Acclaimed artist Jacob Lawrence has an extensive collection of paintings spanning decades. He’s known for his narrative works, which have depicted various topics such as the Hiroshima bombing and Harriet Tubman. One of his first series is focused on the Great Migration — a 60-year period when Black people from the South flocked to the North in droves. They fled violence, low wages and unyielding Jim Crow laws.
“The story that Jacob Lawrence told in 1941 is just that. It’s about the conditions that were so deplorable that sent people out of the South,” Seattle Art Museum’s American art curator Patti Junker said. “It was about families getting disrupted. It was about despair and deprivation and all of those things.”
Originally titled “The Migration of the Negro,” Lawrence's series tells the story of the relocation of Black people between WWI and WWII. Sixty individual works of art make up the paintings, which are now simply called the “Migration Series.” Each 12-by-18-inch numbered panel tells a different part of the complicated migration story — why people fled and what awaited them in the new land. Lynchings, race riots and finally being able to vote are a part of the narrative.
The series begins with a crowded train station showing three destinations: Chicago, New York and St. Louis. Each entrance is packed with people carrying suitcases as they begin their journey. In the sea of brown bodies, green and red coats stand out. The caption reads “During World War I there was a great migration north by southern African Americans.” Lawrence uses simple abstract images to convey his message.
Artist Barbara Earl Thomas considers Lawrence a stellar American painter. She explained why Migration is a notable piece of art.
“He tells the story that is shared by our entire culture, so they’ll have insight into an important aspect of our history that they might not have had,” Thomas said. “His manner of telling that story allows you to see what an incredible artist he was because the subject matter and his manner of presenting it are so compatible.”
“Migration Series” is set to go on display January 21 at Seattle Art Museum in the eponymous gallery. The series doesn’t travel often, and this is the first time it’s being shown in entirety in Seattle. Junker said the panels won’t be spread out.
“We wanted you to have the full visual impact of seeing all the pictures together and the relationships. The patterns, the colors, the scale,” Junker said. “The fact that it does look like a mural when it’s hung that way, that was important not to break it up.”
Lawrence created the series in 1941 while he was working as a professional painter in the easel division in the Works Progress Administration’s Federal Art Project. Junker said Lawrence wrote the captions first after researching the topic then he created the panels using egg tempera.
“He’s working on all of them at the same time.

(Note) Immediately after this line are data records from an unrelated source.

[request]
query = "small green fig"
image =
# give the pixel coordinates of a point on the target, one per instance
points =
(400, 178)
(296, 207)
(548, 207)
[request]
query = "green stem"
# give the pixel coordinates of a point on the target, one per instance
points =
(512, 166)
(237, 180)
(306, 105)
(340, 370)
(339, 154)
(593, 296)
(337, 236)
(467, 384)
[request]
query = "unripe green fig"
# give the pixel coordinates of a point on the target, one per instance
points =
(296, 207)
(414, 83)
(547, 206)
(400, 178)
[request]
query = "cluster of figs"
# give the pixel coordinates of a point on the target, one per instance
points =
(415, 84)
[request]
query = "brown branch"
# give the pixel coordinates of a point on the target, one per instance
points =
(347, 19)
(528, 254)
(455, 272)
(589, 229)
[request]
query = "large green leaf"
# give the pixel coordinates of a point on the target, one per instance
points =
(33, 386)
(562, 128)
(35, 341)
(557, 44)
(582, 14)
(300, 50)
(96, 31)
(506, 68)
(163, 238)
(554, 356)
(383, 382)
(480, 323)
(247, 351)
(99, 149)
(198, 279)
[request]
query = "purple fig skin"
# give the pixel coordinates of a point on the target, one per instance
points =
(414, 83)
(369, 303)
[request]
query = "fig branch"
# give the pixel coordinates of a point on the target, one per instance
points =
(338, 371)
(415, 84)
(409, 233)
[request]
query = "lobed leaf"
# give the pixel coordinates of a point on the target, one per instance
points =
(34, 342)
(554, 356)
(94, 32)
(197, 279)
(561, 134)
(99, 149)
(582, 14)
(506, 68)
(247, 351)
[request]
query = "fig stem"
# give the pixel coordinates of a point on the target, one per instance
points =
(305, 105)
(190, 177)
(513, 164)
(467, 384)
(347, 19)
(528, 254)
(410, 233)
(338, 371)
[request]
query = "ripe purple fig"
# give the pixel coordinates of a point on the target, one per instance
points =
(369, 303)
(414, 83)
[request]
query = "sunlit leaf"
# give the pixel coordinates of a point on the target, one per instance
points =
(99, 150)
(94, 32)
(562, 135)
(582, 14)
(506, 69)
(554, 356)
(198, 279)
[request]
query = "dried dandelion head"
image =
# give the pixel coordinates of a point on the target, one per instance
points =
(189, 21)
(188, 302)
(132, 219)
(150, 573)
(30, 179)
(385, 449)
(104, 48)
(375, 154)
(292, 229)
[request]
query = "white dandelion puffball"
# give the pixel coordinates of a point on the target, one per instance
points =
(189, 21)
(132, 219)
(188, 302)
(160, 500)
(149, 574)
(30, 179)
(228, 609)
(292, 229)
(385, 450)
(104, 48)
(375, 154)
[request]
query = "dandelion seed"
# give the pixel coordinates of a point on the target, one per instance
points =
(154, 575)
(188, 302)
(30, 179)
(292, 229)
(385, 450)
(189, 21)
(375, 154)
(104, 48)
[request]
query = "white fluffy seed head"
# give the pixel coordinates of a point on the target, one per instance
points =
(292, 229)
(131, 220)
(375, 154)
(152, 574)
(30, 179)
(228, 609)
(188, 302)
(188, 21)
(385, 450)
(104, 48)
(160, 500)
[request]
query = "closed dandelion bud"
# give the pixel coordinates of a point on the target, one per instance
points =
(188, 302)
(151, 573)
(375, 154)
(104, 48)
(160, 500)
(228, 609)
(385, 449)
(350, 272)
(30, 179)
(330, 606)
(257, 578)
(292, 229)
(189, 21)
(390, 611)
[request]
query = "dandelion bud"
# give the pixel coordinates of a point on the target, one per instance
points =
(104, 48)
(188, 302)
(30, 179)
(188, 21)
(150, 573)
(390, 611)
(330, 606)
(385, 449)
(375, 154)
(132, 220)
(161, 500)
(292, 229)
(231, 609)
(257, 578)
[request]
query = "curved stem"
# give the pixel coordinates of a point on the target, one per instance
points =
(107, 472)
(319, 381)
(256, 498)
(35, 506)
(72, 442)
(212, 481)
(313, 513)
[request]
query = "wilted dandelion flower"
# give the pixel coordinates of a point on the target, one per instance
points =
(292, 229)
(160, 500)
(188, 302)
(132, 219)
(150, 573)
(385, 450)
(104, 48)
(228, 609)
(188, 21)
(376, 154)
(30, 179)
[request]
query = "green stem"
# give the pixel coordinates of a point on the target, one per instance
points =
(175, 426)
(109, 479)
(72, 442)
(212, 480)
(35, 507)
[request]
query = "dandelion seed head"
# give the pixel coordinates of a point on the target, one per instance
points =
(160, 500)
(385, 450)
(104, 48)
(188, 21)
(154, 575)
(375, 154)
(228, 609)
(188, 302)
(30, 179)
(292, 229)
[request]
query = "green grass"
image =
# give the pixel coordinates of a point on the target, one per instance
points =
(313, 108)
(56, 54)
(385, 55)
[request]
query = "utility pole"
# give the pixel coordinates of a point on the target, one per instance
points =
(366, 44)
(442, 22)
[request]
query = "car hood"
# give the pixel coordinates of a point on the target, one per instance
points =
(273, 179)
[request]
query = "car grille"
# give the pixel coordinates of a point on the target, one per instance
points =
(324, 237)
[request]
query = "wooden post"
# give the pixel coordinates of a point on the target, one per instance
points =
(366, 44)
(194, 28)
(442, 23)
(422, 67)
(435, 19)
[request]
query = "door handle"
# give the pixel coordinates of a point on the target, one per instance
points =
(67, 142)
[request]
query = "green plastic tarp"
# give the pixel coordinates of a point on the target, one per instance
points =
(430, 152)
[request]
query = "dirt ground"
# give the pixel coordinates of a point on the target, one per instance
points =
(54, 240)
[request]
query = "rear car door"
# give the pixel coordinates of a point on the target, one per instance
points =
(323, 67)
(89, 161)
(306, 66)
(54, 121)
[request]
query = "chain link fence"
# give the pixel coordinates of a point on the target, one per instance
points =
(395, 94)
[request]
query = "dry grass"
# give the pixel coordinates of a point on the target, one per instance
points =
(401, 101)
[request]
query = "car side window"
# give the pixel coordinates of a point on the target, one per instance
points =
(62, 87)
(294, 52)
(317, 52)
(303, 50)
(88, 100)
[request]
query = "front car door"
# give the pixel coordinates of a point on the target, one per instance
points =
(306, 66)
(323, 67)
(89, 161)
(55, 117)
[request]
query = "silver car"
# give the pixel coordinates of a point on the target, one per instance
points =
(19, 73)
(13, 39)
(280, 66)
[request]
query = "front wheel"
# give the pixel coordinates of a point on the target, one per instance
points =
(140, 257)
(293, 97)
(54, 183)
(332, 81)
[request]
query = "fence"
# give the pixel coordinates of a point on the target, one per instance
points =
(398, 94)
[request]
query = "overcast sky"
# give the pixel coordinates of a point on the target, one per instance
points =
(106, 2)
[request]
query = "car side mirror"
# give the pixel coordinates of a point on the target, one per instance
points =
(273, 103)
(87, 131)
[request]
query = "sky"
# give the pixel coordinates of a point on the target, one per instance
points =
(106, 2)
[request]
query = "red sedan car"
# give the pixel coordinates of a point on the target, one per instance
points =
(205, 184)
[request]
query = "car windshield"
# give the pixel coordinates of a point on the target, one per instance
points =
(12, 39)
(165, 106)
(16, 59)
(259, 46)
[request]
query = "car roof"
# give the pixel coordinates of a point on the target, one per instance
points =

So he paints all the grays, and he paints all of the yellows and all of the greens, so that there’s an overall look,” Junker said. “There’s this kind of visual rhythm to the whole series.”
This year marks the 100th anniversary of Lawrence’s birthday. He spent much of his adult life on the East Coast but later relocated to Seattle. In 1971 he became a tenured professor at the University of Washington. While there he impacted the lives of many students including Thomas.
“It’s not always the case that someone is a great artist and also an incredibly generous and excellent teacher,” Thomas said. “He loved teaching, so I think that those of us who had the good fortune to work with him were the recipients of what was the best about someone who loved teaching.”
Lawrence created “Migration Series” 75 years ago but its theme is enduring. Immigration is just as politically charged today as it was then.
“The subject matter is so timeless that when I saw it, I stopped thinking about it as a story about the migration of African-Americans from the south to the north,” Junker said. “If you look at it, you think you could be looking at works of art that encompass current events from anywhere in the world. You could be looking at events that are ripped from the headlines.”
Migration ends with a return to the original train station. The caption reads “and the migrants kept coming.”
SAM is offering free admission to the entire museum during opening weekend of the show, January 20-22. "Migration Series" will be on display until April 23, 2017.